The Social Network – one of the first great movies about the internet era
Facebook reigns as the world’s top social networking site despite only starting in 2004. David Fincher and Aaron Sorkin upload a world before status updates.
The Social Network has received rave reviews, and has already been hailed as one of the best films of the year. Certainly it’s one of the first great movies to be made about the internet era. As befits a high-stakes drama, it’s a tale of inspiration, intrigue and betrayal set in oak-panelled Ivy-League colleges and starkly-lit law firms. But it also relates a story of fragile friendships, petty squabbles and unthinking insults not a million miles away from the everyday postings on your average Facebook wall.
With over 500 million members, Facebook allows people to connect with friends, acquaintances and strangers, becoming virtual observers in the dramas of their lives. Based on Ben Mezrich's non-fiction book The Accidental Billionaires, The Social Network tells the one big story that made all these little stories possible, and turned a brilliant student into a billionaire along the way.
Drunk and embittered after being ditched by his girlfriend (in what must be one of the most awkward dinner date conversations ever committed to celluloid), intense, ambitious Harvard undergrad Mark Zuckerberg (Jesse Eisenberg) creates a website that allows students to rate female classmates by attractiveness. By morning his site has crashed the university’s servers, and Zuckerberg senses he could be onto something big.
Impressed, two members of Harvard’s rowing team, the wealthy Winklevoss twins (both played, convincingly, by Josh Pence), hire Zuckerberg to work on their social networking site, The Harvard Connection. Zuckerberg agrees, but pushes forward on his own project instead, turning to his friend Eduardo Saverin (Andrew Garfield) to supply the financing, pipping the twins to the post.
The story of Facebook’s rise and rise is told in flashback, as Zuckerberg fights two simultaneous lawsuits, from the Winklevosses on one hand, and Saverin (for reasons that will later become clear) on the other. Written by Aaron Sorkin - who also penned The West Wing and Charlie Wilson’s War (2007) - the film’s rapid-fire, highly-caffeinated dialogue conveys technical credibility as well as the focused mindset of the online entrepreneur.

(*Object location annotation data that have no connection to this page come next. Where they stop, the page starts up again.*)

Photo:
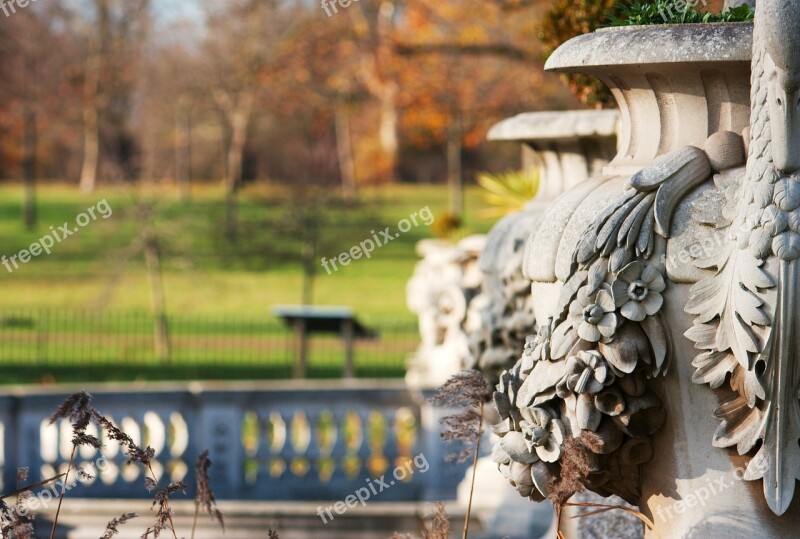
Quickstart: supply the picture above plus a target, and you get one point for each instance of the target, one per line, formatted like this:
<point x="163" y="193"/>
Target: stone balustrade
<point x="267" y="441"/>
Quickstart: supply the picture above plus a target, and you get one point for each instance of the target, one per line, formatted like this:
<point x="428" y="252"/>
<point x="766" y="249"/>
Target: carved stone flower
<point x="587" y="372"/>
<point x="637" y="291"/>
<point x="592" y="314"/>
<point x="587" y="375"/>
<point x="543" y="433"/>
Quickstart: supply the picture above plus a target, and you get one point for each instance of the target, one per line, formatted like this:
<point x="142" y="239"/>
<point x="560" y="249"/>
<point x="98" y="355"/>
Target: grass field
<point x="218" y="293"/>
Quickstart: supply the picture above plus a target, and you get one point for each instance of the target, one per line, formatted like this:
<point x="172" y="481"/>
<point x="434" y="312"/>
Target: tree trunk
<point x="157" y="302"/>
<point x="239" y="118"/>
<point x="29" y="169"/>
<point x="454" y="172"/>
<point x="388" y="128"/>
<point x="98" y="39"/>
<point x="91" y="146"/>
<point x="344" y="149"/>
<point x="183" y="143"/>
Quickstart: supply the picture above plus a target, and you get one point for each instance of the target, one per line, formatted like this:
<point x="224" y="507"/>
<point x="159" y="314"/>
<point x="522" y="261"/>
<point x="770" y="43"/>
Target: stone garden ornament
<point x="681" y="262"/>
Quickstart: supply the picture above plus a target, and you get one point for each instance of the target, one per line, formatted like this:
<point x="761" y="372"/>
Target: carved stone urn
<point x="665" y="290"/>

Directed by David Fincher, The Social Network is a lean, taut drama which dispenses with the overt sentimentality of his recent The Curious Case of Benjamin Button (2008). Like Zodiac (2007), and Benjamin Button also, The Social Network is impressively detailed period piece, and though it’s set in the not-too-distant past of 2004, it communicates a believable sense of time and place, giving an engrossing insight into a world that feels at once familiar and alien.
This sense of ‘otherness’ - accentuated by Trent Reznor and Atticus Ross’ unnerving score - is the film’s weakness as well as its strength. The cast are universally excellent - with a scene-stealing turn from Justin Timberlake as Napster co-founder Sean Parker - but Zuckerberg’s detachment feels slightly inhuman, and one starts to wonder whether we are watching a biopic, or a morality tale awaiting a denouement.
Facebook’s social impact - and recent headline-grabbing issues relating to privacy, security, bullying and child safety – aren’t directly explored. Instead, the film’s topic is the emotional detachment of the internet age itself, where friendships can be counted in clicks and social networks can be created on a computer screen. Cold and alone, Zuckerberg - at least, as he is depicted here - is as much a victim of this world as its instigator.